Just after of that message, in the story, the character names the Pnacotic manuscripts: ‘seeking to connect these strange words with some lore of the skies which I had learnt from the Pnakotic manuscripts.’ (Poe, 4). This strange word, Pnakotic, is very similar with; narcotic. It is possible that he is saying that he was taking drugs such as narcotics. Narcotics make people sleepiness and stupor. It is possible that he took drugs for getting rest.

It makes sense, as, at the beginning of the story is alike a bit mental sick person but he is just under the influence of the narcotics: ‘when the winds from the north curse and whine, and the red-leaved trees of the swamp mutter things to one another in the small hours of the morning under the horned waning moon.’ (Lovecraft, 16)

Finally, the last part of the counsel of the Pole Star or his consciousness is very revealing when it says:

‘Stars that soothe and stars that bless

With a sweet forgetfulness:

Only when my round is o’er

Shall the past disturb thy door.’. (Lovecraft, 16)

Here, the ironic message of his awareness is that he is going to keep his health problems. Furthermore, throughout the story the protagonist mentions that his best friend considers him a weak person. It is possible that he is feeling bad, because of that, and he has some type of complex by being refused every time: “To me Alos denied a warrior’s part, for I was feeble and given to strange fainting when subjected to stress and hardships”. (Lovecraft, 16) In this case, it can see that he is talking about himself, he feels that has a disadvantage. It can appreciate when he compares the Pole Star with an eye. Phonetically eye is very similar with the first person of the singular pronoun; I. This suggest that the Pole Star is himself. “ winking hideously like an insane watching eye which strives to convey some strange message”. (Lovecraft,16)

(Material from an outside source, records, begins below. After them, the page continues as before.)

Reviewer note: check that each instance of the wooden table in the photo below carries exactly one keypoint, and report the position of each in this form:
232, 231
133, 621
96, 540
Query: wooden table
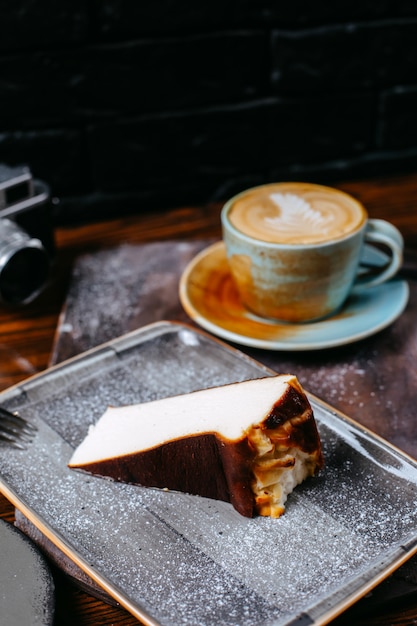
28, 335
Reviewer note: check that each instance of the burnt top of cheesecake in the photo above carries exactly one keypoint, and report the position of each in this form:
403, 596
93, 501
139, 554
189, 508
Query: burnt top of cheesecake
227, 411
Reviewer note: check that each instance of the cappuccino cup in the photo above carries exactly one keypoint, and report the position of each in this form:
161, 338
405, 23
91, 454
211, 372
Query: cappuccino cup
294, 249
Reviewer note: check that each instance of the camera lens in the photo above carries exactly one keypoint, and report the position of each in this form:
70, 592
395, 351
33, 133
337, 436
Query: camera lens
24, 264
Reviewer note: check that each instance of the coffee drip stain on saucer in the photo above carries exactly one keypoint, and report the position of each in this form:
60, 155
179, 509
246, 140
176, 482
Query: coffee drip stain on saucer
213, 294
209, 296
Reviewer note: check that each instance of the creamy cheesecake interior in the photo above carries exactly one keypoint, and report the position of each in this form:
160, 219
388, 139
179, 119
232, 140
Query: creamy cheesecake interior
248, 443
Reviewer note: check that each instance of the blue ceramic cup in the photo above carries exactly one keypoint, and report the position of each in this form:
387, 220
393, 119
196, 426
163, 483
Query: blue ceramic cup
294, 249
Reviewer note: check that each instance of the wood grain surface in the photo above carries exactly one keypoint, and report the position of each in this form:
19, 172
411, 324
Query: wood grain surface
373, 381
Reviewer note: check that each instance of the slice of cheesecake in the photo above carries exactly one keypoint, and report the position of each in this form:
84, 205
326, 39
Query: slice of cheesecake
247, 443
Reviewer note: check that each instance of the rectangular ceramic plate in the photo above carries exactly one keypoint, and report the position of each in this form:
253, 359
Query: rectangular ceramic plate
171, 558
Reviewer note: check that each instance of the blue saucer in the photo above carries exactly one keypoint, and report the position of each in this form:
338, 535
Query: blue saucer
209, 296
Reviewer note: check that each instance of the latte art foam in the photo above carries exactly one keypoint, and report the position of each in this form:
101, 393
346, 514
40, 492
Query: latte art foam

It can fathom that the protagonist has two problems of health in one case he suffers cataplexy when he is under strong situations, and the other one is his problems of self-steem. In addition, it is possible that he is medicating himself to heal his sickness, cataplexy, and that makes him to have weird visions and hallucinations. As far as style is concerned, H.P. Lovecraft also used a distinctive and serious tone, with numerous adjectives, some repetitive throughout the work. The writer himself affirmed that it was necessary to highlight the scenario and that this remained in the mind of the reader.

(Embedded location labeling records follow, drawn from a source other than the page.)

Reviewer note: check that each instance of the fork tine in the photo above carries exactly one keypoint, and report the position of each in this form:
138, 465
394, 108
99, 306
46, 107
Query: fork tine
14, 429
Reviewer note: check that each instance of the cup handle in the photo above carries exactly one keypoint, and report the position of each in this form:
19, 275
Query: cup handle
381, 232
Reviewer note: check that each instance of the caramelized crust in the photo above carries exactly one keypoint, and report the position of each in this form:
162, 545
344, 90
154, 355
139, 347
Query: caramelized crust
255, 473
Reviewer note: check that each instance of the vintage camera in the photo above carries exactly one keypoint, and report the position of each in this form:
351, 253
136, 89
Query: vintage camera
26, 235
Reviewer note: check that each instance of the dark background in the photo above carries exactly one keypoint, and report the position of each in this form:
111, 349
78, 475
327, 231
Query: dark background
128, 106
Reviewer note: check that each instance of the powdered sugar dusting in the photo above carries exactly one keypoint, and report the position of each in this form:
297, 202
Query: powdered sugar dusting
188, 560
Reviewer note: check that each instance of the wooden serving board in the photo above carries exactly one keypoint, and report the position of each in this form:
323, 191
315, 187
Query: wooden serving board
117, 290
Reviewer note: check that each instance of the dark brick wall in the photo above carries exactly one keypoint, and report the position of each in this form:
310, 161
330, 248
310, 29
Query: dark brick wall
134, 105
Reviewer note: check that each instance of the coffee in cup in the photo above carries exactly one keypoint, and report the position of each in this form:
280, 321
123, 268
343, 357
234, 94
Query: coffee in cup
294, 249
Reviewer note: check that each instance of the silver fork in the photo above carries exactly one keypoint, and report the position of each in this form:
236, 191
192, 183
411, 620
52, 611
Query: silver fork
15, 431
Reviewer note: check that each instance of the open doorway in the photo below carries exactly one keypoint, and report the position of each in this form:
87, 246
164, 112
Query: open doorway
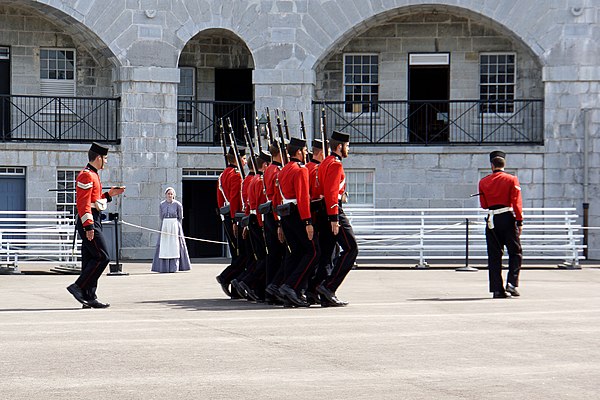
200, 218
428, 95
4, 91
233, 93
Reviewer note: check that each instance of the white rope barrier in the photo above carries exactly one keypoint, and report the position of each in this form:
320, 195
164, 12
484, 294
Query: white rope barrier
171, 234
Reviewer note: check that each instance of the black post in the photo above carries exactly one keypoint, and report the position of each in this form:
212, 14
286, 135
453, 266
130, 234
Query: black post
116, 269
466, 268
586, 210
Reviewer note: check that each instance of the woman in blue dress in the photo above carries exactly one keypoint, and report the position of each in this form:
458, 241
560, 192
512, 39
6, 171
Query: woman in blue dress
171, 251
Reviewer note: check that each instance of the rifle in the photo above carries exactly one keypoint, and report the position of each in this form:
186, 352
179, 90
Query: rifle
302, 128
256, 134
282, 148
285, 126
223, 141
269, 128
248, 141
238, 159
324, 132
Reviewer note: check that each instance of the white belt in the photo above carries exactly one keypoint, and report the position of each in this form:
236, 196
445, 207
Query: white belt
99, 204
491, 214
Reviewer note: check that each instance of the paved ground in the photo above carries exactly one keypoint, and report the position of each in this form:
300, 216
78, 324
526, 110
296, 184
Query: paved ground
407, 334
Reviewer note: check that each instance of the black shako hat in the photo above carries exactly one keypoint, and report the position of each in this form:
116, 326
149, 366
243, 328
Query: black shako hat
317, 144
242, 151
340, 136
497, 153
265, 156
296, 142
99, 149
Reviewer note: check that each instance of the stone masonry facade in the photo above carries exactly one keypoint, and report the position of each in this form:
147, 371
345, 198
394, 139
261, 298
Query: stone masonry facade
132, 49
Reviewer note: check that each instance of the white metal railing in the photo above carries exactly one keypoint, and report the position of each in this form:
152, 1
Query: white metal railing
441, 233
37, 237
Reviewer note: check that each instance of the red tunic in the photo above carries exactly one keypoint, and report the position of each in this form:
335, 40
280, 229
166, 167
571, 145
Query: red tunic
256, 196
229, 190
332, 182
272, 191
245, 187
501, 189
293, 182
88, 190
313, 182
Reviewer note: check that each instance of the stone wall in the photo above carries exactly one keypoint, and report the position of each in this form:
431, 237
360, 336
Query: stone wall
295, 47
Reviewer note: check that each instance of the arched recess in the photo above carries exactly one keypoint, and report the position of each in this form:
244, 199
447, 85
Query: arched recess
28, 26
216, 82
475, 46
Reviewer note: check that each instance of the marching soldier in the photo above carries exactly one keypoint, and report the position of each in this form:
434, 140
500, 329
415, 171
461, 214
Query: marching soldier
319, 218
94, 252
276, 250
500, 194
254, 283
333, 188
229, 200
296, 223
241, 220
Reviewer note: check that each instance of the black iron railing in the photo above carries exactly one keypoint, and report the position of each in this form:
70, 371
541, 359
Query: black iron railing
58, 119
435, 122
198, 121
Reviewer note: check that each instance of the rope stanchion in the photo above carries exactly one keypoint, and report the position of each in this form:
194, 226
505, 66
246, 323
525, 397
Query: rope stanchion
172, 234
466, 268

Another of its facets at the time of writing was the use of archaic English, however this type of words are suppressed in some of the modern English translations, through this resource Lovecraft intended that the stories should appear to be written by the protagonist. Some other resources widely used by him are the exaggerated or horrendous descriptions, which tried to give a more mystical touch to the characters.

Conclusion

As a point in common between Lovecraft and Poe, either in style of developing of the story or the use of gothic elements, there are some important similarities or parallelisms.

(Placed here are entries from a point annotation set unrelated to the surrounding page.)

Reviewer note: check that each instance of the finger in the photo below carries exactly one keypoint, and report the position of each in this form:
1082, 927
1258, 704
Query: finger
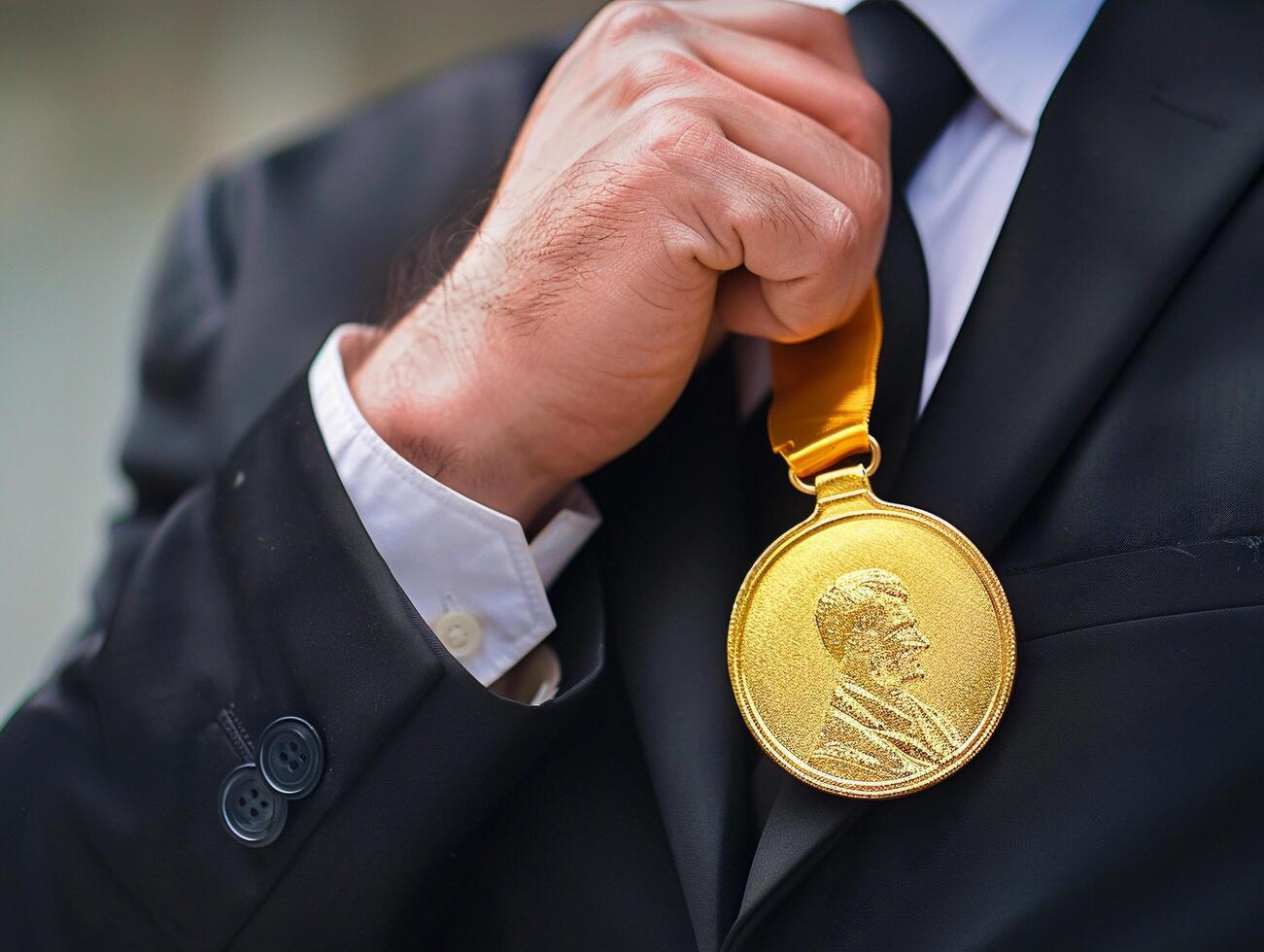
802, 246
802, 146
822, 33
842, 103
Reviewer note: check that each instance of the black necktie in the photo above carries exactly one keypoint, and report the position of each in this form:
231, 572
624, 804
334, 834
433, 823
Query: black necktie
923, 88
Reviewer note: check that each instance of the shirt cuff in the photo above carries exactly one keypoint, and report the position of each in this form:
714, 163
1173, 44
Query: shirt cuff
468, 569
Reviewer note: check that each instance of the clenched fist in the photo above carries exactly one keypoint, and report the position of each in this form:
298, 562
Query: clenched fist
688, 170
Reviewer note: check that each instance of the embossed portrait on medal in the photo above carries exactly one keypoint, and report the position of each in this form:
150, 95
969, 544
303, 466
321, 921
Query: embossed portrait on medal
873, 721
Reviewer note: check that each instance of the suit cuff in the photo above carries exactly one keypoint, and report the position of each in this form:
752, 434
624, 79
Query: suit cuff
468, 569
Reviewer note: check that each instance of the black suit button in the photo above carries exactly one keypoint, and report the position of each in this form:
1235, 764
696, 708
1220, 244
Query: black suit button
290, 756
249, 808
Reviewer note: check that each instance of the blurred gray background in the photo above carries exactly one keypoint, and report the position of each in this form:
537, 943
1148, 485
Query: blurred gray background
108, 109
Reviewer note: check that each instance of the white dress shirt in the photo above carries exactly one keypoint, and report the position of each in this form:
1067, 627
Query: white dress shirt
471, 573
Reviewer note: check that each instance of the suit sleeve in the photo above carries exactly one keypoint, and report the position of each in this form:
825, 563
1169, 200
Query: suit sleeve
239, 592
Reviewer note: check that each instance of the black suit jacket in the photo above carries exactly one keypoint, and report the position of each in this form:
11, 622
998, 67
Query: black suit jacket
1097, 431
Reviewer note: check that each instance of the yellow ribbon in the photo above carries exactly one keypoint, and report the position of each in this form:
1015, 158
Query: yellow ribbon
823, 391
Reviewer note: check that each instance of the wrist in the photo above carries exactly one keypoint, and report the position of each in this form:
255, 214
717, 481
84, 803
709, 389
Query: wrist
441, 420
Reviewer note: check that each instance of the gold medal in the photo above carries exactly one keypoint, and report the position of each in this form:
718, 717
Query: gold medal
871, 647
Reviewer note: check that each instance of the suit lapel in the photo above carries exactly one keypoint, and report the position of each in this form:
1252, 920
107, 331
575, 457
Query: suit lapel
1142, 152
675, 550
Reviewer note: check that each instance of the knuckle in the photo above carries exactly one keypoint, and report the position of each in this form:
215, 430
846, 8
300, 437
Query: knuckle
839, 234
680, 130
652, 71
632, 17
871, 109
871, 192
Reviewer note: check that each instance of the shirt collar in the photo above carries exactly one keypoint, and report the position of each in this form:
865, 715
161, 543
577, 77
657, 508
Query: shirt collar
1011, 51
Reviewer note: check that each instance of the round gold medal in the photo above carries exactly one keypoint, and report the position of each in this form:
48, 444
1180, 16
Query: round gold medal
871, 647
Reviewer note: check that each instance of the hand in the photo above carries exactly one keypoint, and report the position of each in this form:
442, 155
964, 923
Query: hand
688, 170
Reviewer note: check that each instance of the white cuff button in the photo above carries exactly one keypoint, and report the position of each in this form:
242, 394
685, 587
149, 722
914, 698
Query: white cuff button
461, 632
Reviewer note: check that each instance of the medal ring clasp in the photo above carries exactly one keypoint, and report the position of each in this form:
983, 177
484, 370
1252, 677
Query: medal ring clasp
870, 469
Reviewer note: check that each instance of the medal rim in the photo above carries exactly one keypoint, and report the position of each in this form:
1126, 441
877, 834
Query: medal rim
857, 789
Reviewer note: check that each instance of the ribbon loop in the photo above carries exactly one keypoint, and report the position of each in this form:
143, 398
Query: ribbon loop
823, 392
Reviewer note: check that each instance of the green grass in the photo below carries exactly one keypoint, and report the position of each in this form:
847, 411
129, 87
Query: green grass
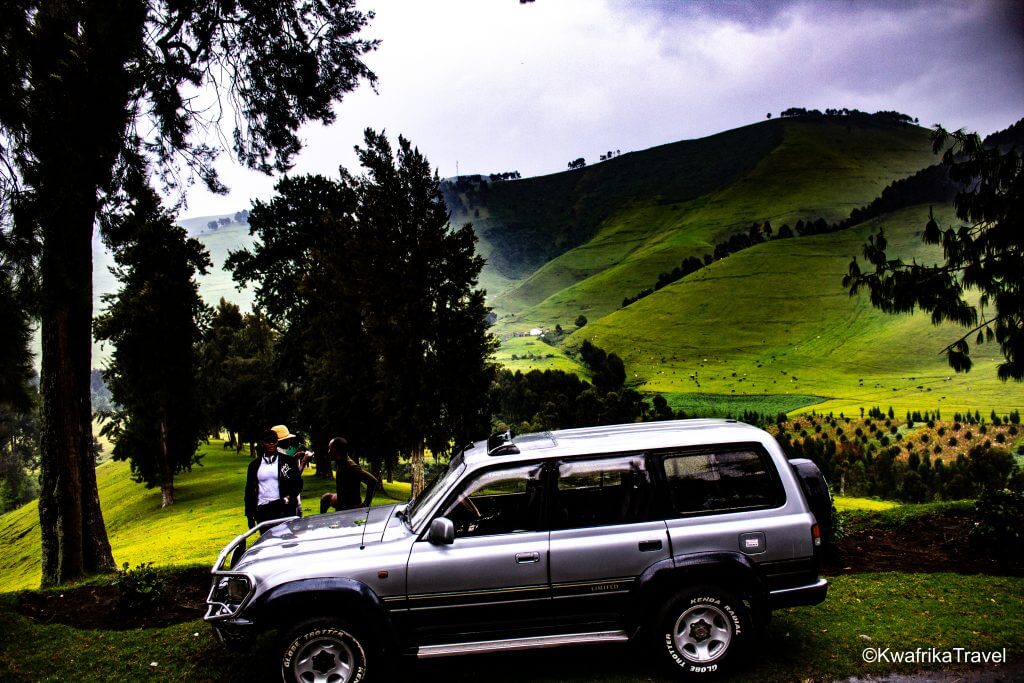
719, 406
849, 503
531, 353
859, 518
207, 513
775, 321
900, 611
818, 169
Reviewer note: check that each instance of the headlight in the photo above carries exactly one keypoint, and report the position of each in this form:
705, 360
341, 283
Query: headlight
227, 595
238, 589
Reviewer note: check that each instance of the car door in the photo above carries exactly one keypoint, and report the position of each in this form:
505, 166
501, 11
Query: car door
493, 580
604, 535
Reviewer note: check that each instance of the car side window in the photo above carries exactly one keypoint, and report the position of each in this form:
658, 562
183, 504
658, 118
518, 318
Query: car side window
602, 492
503, 501
721, 480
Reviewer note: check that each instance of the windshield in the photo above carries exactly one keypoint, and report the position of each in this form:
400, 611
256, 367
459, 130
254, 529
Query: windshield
427, 501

Firstly, it encounters an isolated protagonist from society, and in both cases, that situation induces them to have a strange behaviour and obsess about their manias.

Secondly, they both use the same word as the main mania of their heroes, eyes, phonetically eyes is very similar to the first person of the singular pronoun, I, therefore, it seems that they both are talking about themselves, respectively, in their novels.

Thirdly, they both use dramatic tension in the most crucial moments in the stories, especially when the climax of the final of the tale is stronger. This effects in the reader a feeling of ecstasy or epiphany that can be perceived (or not) by the protagonist as well.

After the study of both works, the figure of the awareness is indisputable paper in the development of both short stories and tries to show that both protagonists are managed by them, and finally it makes them more human.